El periodista Alfredo Carlos Dighiero recuerda a Pintín Castellanos, segunda parte

Dirección: Dra. María Magdalena Dighiero
Remasterización: Horacio Malnero

27.07.2025 | tiempo de lectura: < 1 minuto

En una casa modesta de Montevideo, allá por los años veinte, un joven llamado José Castellanos pasaba horas frente al piano. No venía de una familia rica, ni tenía grandes padrinos en el mundo del tango, pero sí tenía algo que no se enseñaba: oído, pasión y ritmo en los dedos. Los vecinos, al escucharlo tocar, empezaron a llamarlo Pintín, vaya uno a saber por qué, y con ese apodo quedó para siempre.

Pintín no tardó en hacerse un nombre entre los músicos del barrio. Tocaba en cafés, en radios, en orquestas típicas. Era un pianista distinto: no buscaba lucirse, buscaba que todo sonara mejor. Por eso también se volvió un gran arreglador, ese arte invisible de poner cada instrumento en su lugar justo.

Una noche cualquiera, como nacen las cosas grandes sin anuncio, compuso una milonga instrumental con filo de cuchillo. La llamó La puñalada. No tenía letra, no la necesitaba. Bastaban esos acordes punzantes, ese ritmo de duelo criollo, para contar una historia sin palabras. La tocó una vez, y ya era inmortal.

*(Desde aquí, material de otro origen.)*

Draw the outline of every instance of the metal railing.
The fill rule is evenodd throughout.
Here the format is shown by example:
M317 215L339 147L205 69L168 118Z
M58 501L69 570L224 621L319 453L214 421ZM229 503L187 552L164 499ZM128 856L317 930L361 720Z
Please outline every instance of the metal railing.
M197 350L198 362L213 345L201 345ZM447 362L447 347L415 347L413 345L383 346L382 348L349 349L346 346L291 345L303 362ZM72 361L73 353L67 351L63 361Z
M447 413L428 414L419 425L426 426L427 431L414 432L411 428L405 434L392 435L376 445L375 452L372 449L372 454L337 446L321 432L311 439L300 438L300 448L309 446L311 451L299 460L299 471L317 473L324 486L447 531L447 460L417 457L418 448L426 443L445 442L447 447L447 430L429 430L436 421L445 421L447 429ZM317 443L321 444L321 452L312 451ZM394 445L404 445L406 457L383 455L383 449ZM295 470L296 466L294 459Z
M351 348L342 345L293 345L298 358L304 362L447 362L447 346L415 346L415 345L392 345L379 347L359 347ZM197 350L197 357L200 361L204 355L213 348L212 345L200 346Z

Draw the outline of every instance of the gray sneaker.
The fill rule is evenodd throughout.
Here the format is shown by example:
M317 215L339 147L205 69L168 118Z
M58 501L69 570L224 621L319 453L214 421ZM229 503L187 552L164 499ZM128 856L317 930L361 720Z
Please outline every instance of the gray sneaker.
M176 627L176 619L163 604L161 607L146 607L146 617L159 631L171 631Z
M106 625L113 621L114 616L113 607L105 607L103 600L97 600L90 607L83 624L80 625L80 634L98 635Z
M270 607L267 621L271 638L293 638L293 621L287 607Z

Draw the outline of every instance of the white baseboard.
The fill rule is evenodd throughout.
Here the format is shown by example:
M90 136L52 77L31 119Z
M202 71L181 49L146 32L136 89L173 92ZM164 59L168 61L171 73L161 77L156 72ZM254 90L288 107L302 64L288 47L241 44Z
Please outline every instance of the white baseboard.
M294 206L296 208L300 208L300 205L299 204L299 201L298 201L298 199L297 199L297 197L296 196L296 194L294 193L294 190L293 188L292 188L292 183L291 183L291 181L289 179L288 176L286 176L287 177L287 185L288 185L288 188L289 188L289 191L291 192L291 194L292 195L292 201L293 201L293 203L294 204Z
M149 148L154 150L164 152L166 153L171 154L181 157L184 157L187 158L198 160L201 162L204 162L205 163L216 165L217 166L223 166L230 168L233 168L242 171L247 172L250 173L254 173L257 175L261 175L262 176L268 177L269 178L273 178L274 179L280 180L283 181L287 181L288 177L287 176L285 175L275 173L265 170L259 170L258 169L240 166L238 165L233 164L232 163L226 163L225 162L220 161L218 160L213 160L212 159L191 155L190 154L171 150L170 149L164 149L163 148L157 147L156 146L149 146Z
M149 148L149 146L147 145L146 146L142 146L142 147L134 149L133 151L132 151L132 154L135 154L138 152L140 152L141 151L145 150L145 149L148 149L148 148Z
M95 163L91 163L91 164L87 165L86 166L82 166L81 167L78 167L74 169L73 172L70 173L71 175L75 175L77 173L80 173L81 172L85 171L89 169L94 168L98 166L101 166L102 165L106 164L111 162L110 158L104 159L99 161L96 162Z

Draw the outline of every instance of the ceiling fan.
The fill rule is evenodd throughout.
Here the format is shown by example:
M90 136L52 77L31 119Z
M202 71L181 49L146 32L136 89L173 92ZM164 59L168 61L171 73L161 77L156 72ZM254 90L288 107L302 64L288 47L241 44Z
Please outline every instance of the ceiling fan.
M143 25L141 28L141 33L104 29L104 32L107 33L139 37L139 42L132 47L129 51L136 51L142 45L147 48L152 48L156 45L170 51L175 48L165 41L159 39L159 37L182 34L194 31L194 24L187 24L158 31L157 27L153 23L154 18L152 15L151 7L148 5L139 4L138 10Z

Con el tiempo, La puñalada cruzó orillas, generaciones, estilos. La tocaron orquestas de tango, de jazz, de música popular. Pintín, siempre humilde, no hizo alarde. Él seguía en Montevideo, acompañando cantores, escribiendo arreglos, viviendo como quien sabe que lo esencial no necesita brillos.

Murió en 1983. No dejó grandes discursos ni monumentos. Dejó música. Y con eso basta.